On May 28, however, the warden instituted a new punitive measure. The visiting hour in Wadi Natroun usually took place between noon and 1 pm but without notice the warden moved it back to 4 pm. When the cell was finally opened, Taha strode into the booth where the warden was standing and harangued him for the long delay. A police officer punched Taha in the chest. Taha lobbed a water bottle at the officer, as other prisoners tried to separate the two. Enraged, the warden threw Taha into solitary confinement.
That night, the prisoners broke out in chants for the release of Taha and another inmate. The administration let the men out of solitary confinement the next morning. But on a radio in their cell the inmates heard a broadcast that claimed a mass escape attempt had been stopped. Three days later, guards meted out collective punishment, including beating and public shaming.
That was not the end of the repercussions. On May 31, special forces sent by the Interior Ministry stormed one cell after another on both wings of the ward. They pushed the prisoners out into a corridor and administered beatings “wherever they could get us,” Sharif said. “I’d never seen so many soldiers where they led us next—the space we used as the bathroom.” It was an expanse of ground enclosed by four walls and roofed with barbed wire.
The prisoners were ordered to strip down to their underwear. “Our hands were tied behind our backs using our torn-up clothes, just like prisoners of war,” Sharif said. They spent the next five hours kneeling under the torrid May sun, blindfolded, as the jailers dealt them additional blows. Taha was among 19 prisoners summoned for transport to another facility for further punishment. Still in his underwear, he was taken to what he later found out was Gamasa prison, located a six-hour drive away in a different province. Fatalities have been reported there.
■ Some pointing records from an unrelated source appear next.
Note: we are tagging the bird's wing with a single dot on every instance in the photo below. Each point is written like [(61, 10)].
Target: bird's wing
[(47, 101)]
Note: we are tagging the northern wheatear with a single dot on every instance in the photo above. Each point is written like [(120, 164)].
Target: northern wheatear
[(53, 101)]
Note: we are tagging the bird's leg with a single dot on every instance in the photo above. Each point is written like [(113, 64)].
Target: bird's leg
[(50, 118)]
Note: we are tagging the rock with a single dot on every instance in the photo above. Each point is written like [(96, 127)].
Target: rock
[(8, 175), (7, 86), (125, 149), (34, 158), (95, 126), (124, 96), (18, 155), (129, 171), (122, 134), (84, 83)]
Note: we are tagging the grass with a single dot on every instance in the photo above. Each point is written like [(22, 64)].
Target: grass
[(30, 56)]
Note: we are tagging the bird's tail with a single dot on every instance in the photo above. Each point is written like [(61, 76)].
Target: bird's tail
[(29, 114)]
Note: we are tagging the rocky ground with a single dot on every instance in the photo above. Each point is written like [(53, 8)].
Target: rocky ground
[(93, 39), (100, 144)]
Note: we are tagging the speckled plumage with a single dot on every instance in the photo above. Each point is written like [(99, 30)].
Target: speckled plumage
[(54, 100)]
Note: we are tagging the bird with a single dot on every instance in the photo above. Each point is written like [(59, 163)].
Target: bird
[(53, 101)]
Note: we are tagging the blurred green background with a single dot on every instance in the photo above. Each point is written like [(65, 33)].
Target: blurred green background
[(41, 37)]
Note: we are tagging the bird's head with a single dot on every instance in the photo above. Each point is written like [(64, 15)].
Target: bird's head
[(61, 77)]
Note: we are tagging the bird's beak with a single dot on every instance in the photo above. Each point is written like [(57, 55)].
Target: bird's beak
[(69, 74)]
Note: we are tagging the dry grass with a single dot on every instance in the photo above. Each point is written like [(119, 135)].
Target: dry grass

For nine days, he had no idea where he was, locked up in a pitch-dark cell with another man. In the silent blackness, he said, “bugs virtually became your friends.” He was provided with scant food, blankets and a bucket in lieu of a toilet. Guards beat him every day, mostly on the back, masking the marks with Voltaren gel they forced the prisoners to apply. His hands became horribly swollen.
Back in Wadi Natroun, Sharif said, he and the rest of the inmates spent the next three weeks in a cell holding criminals. The space was subject to intrusive searches every other day. Officers would slash open sacks that held the prisoners’ belongings, throw their food away, and beat them, or make them stand facing the wall. “One time, an officer came in with a knife and a bar of soap,” Sharif said. “He thought someone might have hidden something inside it.”
Such treatment continued until Taha and Sharif finally faced trial and were acquitted on June 16, 2015.
After Taha’s release, the authorities pursued him again in connection with another political case. He evaded arrest and fled to Prague, and was sentenced in absentia to life in prison.
Sharif is back in Cairo, trying to find a way out. He has undergone extensive therapy to overcome the trauma of prison. “Leaving Egypt,” he said, “is consuming my thoughts.”